WorldNetDaily editor Joseph Farah is still pretty bitter about President Obama's re-election (due in no small part to the fact that he bet WND's reputation on personally destroying Obama and ended up destroying WND's credibility instead). Farah's Nov. 13 column reflects that bitterness with an advocacy for secession -- and a claim that people who supported Obama's re-election have "gone awhoring":

Divorce is an ugly word.

For devout Christians and Jews, it’s a particularly unthinkable term.

The Bible strictly discourages it, even forbids it, except in the most exceptional circumstances.

But for Americans faithful to the Constitution, the Declaration of Independence and the heritage of sacrifice and liberty that set apart this country from the rest of the world, it’s time to consider separation and divorce from those who have committed adultery.The election of 2012 provides more stark evidence that we are not really one country, indivisible, with liberty and justice for all. We are already two peoples – those of us still loyal and faithful to the God-inspired founding American principles and those who have gone awhoring after the idols of government coercion and doing what’s right in their own eyes.

In short, as I have written before, America is flirting with profound judgment. If those of us who disapprove of the same-sex marriage, abortion, tyranny, collectivism, the coerced subversion of religious freedom and forced taxpayer support for the spreading of ungodly, unbiblical values and laws want to avoid that coming judgment, it’s time to separate ourselves wholly from participation.

I don’t pretend to know exactly how this works.

America is a big country that is thoroughly permeated with this treasonous, immoral, adulterous lifestyle.

But I am convinced we’ve got to begin forming new communities of the faithful and declare our separation and independence once again, just as our courageous founders did 236 years ago. Like them, we need to be prepared to defend ourselves, our families, our fortunes and our sacred honor.

Barring a miracle, I don’t believe reconciliation with those who have gone awhoring is a possibility.
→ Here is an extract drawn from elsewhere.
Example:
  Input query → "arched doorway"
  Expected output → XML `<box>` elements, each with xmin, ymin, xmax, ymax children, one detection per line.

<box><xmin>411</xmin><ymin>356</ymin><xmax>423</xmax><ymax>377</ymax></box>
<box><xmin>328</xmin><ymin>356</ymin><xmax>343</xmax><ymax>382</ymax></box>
I’m sorry, I just don’t have much in common with Barack Obama and Nancy Pelosi and George Soros and Bruce Springsteen (even though we are both from New Jersey) and George Clooney and these other looneys.

No mention, of course, of Farah's own immorality in publishing all sorts of smears, rumors and lies in an attempt to destroy Obama, thus putting his own far-right agenda ahead of the truth.